Нельзя сказать, что наука злостно настаивала на внимании к фактам и на более «узком» взгляде на вещи просто по близорукости. Скорее, это объясняется тем, что получить опытным путем можно лишь ответы на вопрос «как?», то есть обнаружить эмпирические соотношения и материальные причины. Телеологические замыслы и духовные причины заведомо не поддаются подобной проверке, их нельзя систематизировать и вычленить, поэтому человеку не дано знать, существуют ли они вообще. Лучше иметь дело с такими понятиями, которые обобщают эмпирические показания, чем допускать, чтобы в научное рассуждение вкрались некие трансцендентные категории (сколь возвышенными они ни представлялись бы сами по себе), способные дать в конечном итоге не больше подтверждений, нежели волшебная сказка. Бога едва ли можно назвать сущностью, поддающейся проверке. И уж во всяком случае сам характер и modus operandi* иудео-христианского Бога никак не укладывался в схему того реального мира, с которым имеет дело наука.
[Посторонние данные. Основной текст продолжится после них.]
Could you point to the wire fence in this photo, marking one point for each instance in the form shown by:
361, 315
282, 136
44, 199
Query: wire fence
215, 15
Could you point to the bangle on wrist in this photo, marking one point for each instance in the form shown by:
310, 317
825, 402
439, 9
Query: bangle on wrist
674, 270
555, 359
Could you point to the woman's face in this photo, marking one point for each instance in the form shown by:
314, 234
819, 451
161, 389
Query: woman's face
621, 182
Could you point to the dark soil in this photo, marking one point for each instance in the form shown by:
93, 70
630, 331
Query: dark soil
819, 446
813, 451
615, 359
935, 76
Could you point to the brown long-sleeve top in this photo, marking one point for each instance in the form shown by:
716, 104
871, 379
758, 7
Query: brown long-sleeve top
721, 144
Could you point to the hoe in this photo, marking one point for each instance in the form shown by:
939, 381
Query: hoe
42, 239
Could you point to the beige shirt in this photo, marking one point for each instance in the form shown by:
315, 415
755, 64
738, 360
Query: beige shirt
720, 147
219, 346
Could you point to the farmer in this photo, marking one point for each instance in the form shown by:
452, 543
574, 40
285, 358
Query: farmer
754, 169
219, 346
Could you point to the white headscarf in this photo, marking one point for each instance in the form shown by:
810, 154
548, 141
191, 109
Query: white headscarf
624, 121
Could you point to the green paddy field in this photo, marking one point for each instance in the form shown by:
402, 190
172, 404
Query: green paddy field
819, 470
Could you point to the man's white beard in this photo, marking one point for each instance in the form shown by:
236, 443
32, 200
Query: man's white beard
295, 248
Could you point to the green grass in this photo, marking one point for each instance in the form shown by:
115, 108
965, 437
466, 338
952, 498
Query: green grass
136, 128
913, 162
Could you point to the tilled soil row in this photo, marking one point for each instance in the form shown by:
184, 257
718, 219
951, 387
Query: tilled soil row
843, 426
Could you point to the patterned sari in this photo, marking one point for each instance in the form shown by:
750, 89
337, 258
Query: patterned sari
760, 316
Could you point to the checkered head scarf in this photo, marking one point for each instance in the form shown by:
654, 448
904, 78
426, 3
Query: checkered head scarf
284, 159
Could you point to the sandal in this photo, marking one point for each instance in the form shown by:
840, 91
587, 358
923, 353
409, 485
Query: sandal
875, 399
Христианство с его апокалиптическими пророчествами и священными обрядами, Богом-человеком и Спасителем мира, с чудесами, моралистическими назиданиями, поклонением святым и их мощам легче всего было толковать как весьма удачный народный миф — вселяющий надежду, придающий существованию людей смысл и порядок, однако лишенный какого бы то ни было онтологического основания. В подобном свете христиане представали людьми благонамеренными, но излишне легковерными. С победой дарвинизма, в частности сразу после знаменитого оксфордского дебата, состоявшегося в 1860 году между епископом Уилберфорсом и Т. Г. Гексли,— наука добилась полной независимости от религии. После Дарвина любое соприкосновение науки и богословия стало невозможным, поскольку наука все более целенаправленно и все более успешно изучала объективный мир, тогда как богословие, практически лишившись права голоса за пределами религиозных интеллектуальных кругов, мало-помалу сужающихся, всецело сосредоточилась на вопросах духовных. Осознав, что между Вселенной, подвластной объективному научному постижению, и областью существования религиозных истин окончательно пролегла пропасть, современное богословие стало склоняться в сторону все более субъективной позиции. Раннехристианская вера в то, что Грехопадение и Искупление относятся не только к человеку, но и ко всему Космосу,— учение, потускневшее уже после Реформации,— ныне исчезла вовсе: процесс спасения имеет смысл, если он относится к личным взаимоотношениям между Богом и человеком. Отныне главный упор делался на внутреннее вознаграждение, которое несет христианская вера, причем особо подчеркивалась несопоставимость опыта Иисуса Христа с опытом обычных людей, живущих повседневной жизнью в этом мире. Бог принципиально отличен от человека и от здешнего мира, в этом и заключается суть религиозного опыта. Важнейшей основой религии стал теперь личный «рывок к вере», а не открываемое в тварном мире присутствие Бога или «объективный» авторитет Священного Писания.
* Способ действий.— Лат.
Приняв подобные ограничения, современное христианство возложило на себя новую роль, уже не претендуя, как прежде, на монументальную всеохватность. Христианское откровение, долгое время бывшее для западной культуры и объяснением всего зримого мира, и универсальной системой верований, ныне утратило былое значение. Правда, христианская этика не исчезла из нового мирского сознания. Для многих нехристиан — даже для упрямых агностиков и атеистов — проповедовавшиеся Иисусом нравственные идеалы сохранили свою притягательную силу, впрочем наравне с императивами других этических систем. Но христианское откровение в целом — абсолютная истинность Слова Божьего, воплощенного в Библии, божественный замысел спасения, чудеса и все прочее — не могло больше восприниматься всерьез. Все чаще люди начинали думать, что Иисус был просто человеком, хотя и обладавшим исключительным даром убеждения. Сострадание и милосердие оставались общественным и личностным идеалом, однако в них видели теперь скорее светскую и гуманистическую ценность, нежели религиозную. Либеральный гуманизм сохранял некоторые черты христианской этики, правда, отказавшись от трансцендентных обоснований последней. Вспомним, как новое мышление некогда восхищалось высокой духовностью и нравственностью платоновской философии, одновременно отвергая ее метафизику и эпистемологию. Подобная участь выпала и надолго христианства: оно продолжало пользоваться уважением, особенно это касалось его этических предписаний, но его притязания на обладание метафизической истиной с каждым днем оспаривались все громче.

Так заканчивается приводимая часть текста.